Researchers at Vanderbilt University have discovered how insulin crosses the capillary endothelium to exit blood vessels and stimulate skeletal muscle cells — a major finding that may lead to new ways to reverse insulin resistance, a hallmark of type 2 diabetes.
Their discovery, published earlier this month by the Journal of Clinical Investigation, was made possible by the development of a novel microscopy technique which allowed measurement of insulin movement across the endothelial wall of skeletal muscle capillaries in the mouse.
“The muscle capillary wall is a formidable barrier to insulin’s action on muscles,” said David Wasserman, PhD, the Annie Mary Lyle Professor of Molecular Physiology and Biophysics.
“It is the rate-limiting step for muscle insulin action and a potential site of regulation,” Wasserman said. “Defining how insulin leaves the capillary is essential to understanding and treating insulin resistance.”
Wasserman directs the Vanderbilt-NIH Mouse Metabolic Phenotyping Center. The paper’s lead author is Ian Williams, a graduate student in Wasserman’s lab who made the advancements necessary to measure aspects of microcirculatory function simultaneously with molecular transport in live mice.
One of insulin’s key functions is to stimulate glucose uptake by muscle, where it is stored or used as fuel. To stimulate glucose uptake insulin must cross the endothelial barrier into muscle tissue. Impaired delivery of insulin into tissue is a key feature of insulin resistance and type 2 diabetes.
Exactly how insulin gets from blood vessels to the muscle cells has remained a mystery — until now. Using a quantitative intravital fluorescence microscopy technique they developed combined with mathematical modeling, the researchers showed that insulin moves across the endothelium by fluid-phase transport.

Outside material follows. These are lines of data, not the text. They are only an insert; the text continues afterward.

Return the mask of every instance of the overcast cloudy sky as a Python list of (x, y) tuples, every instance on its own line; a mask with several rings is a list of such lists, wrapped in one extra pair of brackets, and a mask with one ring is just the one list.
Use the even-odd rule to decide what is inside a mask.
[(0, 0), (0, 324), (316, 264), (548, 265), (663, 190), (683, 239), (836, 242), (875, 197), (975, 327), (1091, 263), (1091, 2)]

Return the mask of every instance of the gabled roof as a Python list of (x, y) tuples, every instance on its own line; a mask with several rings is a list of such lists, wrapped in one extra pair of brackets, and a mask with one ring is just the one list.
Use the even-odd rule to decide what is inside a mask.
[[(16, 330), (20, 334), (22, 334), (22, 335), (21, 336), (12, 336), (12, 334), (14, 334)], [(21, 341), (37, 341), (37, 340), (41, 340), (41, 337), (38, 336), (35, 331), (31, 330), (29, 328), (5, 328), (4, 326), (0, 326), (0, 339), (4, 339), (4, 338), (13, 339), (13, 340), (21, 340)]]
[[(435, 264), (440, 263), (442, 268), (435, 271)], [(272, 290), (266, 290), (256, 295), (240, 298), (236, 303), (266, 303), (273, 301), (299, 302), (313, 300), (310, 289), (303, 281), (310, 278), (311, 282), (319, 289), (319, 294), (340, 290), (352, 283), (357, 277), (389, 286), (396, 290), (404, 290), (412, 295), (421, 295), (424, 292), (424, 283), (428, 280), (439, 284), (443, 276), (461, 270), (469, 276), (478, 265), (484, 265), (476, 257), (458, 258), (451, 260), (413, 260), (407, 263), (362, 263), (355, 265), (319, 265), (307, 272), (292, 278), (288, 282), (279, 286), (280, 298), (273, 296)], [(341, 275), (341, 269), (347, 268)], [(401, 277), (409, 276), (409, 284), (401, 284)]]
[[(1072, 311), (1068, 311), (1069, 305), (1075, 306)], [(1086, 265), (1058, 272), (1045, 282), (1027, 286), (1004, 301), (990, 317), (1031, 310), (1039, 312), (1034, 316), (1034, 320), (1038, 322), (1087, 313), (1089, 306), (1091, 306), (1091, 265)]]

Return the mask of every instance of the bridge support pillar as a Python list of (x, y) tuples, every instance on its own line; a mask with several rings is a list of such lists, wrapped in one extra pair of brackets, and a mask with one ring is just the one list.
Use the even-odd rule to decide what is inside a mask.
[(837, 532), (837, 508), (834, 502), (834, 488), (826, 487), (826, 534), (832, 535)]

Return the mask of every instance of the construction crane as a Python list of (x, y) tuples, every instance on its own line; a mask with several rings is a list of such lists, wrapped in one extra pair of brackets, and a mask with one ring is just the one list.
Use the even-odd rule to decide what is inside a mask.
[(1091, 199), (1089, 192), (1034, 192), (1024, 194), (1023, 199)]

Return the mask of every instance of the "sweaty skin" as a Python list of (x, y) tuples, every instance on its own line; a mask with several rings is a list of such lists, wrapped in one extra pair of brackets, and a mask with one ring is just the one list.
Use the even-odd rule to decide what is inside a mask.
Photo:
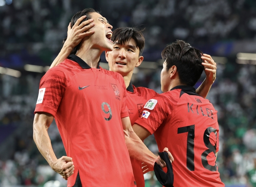
[[(82, 20), (82, 19), (80, 20), (78, 20), (77, 23), (72, 28), (70, 26), (69, 26), (68, 36), (69, 35), (70, 37), (69, 38), (68, 37), (65, 42), (65, 46), (64, 46), (61, 52), (52, 64), (51, 68), (58, 65), (67, 58), (74, 46), (75, 46), (74, 44), (74, 40), (72, 39), (72, 38), (74, 38), (75, 36), (74, 34), (69, 33), (74, 33), (74, 31), (77, 30), (76, 28)], [(82, 32), (82, 31), (80, 32), (79, 33), (79, 32), (77, 32), (76, 34), (79, 35)], [(79, 44), (82, 38), (77, 39), (77, 38), (76, 38), (76, 42), (77, 43), (76, 44)], [(133, 47), (134, 46), (136, 46), (136, 44), (132, 38), (131, 38), (128, 42), (123, 44), (120, 44), (116, 41), (114, 41), (113, 50), (106, 52), (106, 59), (108, 62), (110, 70), (117, 72), (122, 75), (126, 88), (130, 83), (134, 67), (139, 66), (143, 60), (143, 57), (139, 55), (139, 49), (138, 48)], [(62, 51), (64, 51), (65, 53), (62, 53)], [(203, 55), (202, 59), (204, 61), (202, 64), (204, 67), (206, 78), (202, 84), (196, 90), (196, 92), (202, 97), (206, 98), (216, 79), (216, 63), (212, 60), (210, 55), (206, 54), (204, 54)], [(124, 63), (126, 65), (125, 66), (118, 65), (117, 64), (117, 62)], [(134, 128), (134, 126), (132, 126), (132, 128)], [(139, 133), (138, 131), (136, 132)], [(132, 134), (133, 134), (133, 133), (132, 133)], [(125, 135), (126, 132), (124, 131), (124, 133)], [(150, 134), (150, 133), (148, 135), (147, 134), (146, 137)], [(145, 167), (144, 170), (146, 171), (144, 173), (146, 173), (149, 169), (146, 164), (144, 163), (143, 165)], [(150, 170), (151, 169), (152, 169)]]
[[(94, 26), (95, 32), (93, 34), (90, 36), (84, 34), (82, 39), (80, 38), (74, 40), (70, 39), (68, 42), (66, 42), (66, 46), (68, 46), (67, 49), (70, 50), (74, 46), (71, 45), (70, 43), (69, 43), (70, 45), (68, 45), (69, 42), (73, 43), (74, 41), (78, 42), (81, 40), (81, 47), (78, 51), (76, 55), (86, 62), (90, 67), (95, 68), (98, 66), (100, 56), (102, 52), (103, 51), (110, 51), (112, 50), (113, 42), (106, 37), (107, 33), (110, 32), (112, 33), (112, 27), (100, 14), (96, 12), (93, 12), (90, 14), (93, 20), (91, 24), (95, 24)], [(80, 18), (77, 22), (80, 23), (84, 18), (84, 16), (82, 18)], [(91, 28), (91, 27), (88, 28), (90, 30)], [(79, 33), (81, 34), (84, 32), (81, 28), (78, 29), (79, 26), (78, 24), (73, 27), (72, 29), (69, 27), (69, 29), (70, 34), (76, 33), (74, 36), (77, 36), (77, 34), (80, 34)], [(75, 31), (77, 31), (77, 29), (78, 29), (78, 31), (76, 32)], [(73, 36), (72, 34), (71, 35)], [(62, 57), (65, 54), (68, 54), (69, 53), (66, 51), (63, 54), (60, 53), (58, 56)], [(59, 62), (59, 60), (54, 61), (57, 61)], [(51, 67), (54, 66), (52, 66)], [(33, 125), (34, 139), (38, 149), (53, 169), (59, 173), (66, 180), (73, 173), (74, 166), (72, 158), (62, 157), (57, 159), (53, 152), (47, 132), (53, 118), (53, 116), (48, 113), (37, 112), (35, 114)], [(162, 167), (165, 167), (164, 162), (161, 159), (160, 157), (157, 157), (152, 153), (139, 137), (134, 133), (129, 118), (128, 117), (122, 118), (122, 122), (126, 143), (129, 155), (134, 159), (146, 163), (151, 168), (153, 167), (156, 161)], [(168, 149), (165, 149), (164, 151), (168, 152), (170, 160), (173, 161), (173, 158), (170, 153), (168, 151)]]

Such movement is not dependent on the presence of endothelial insulin receptors or limited by saturation of endothelial transport processes, as had been hypothesized previously.
Better understanding of the variables controlling insulin movement across the endothelial wall could lead to improved strategies for reversing insulin resistance, including development of small molecules that enhance insulin delivery or novel insulin analogs that can access muscle more easily.
The fluorescence microscopy technique developed for these studies can be applied to other drugs and hormones to study molecular access to a range of tissues, Wasserman added.
Other Vanderbilt faculty members who contributed to the study were K. Sam Wells, PhD, and Jamey Young, PhD.
The research was supported in part by National Institutes of Health grants DK054902, DK050277, DK059637, DK109594, DK007563 and DK020593.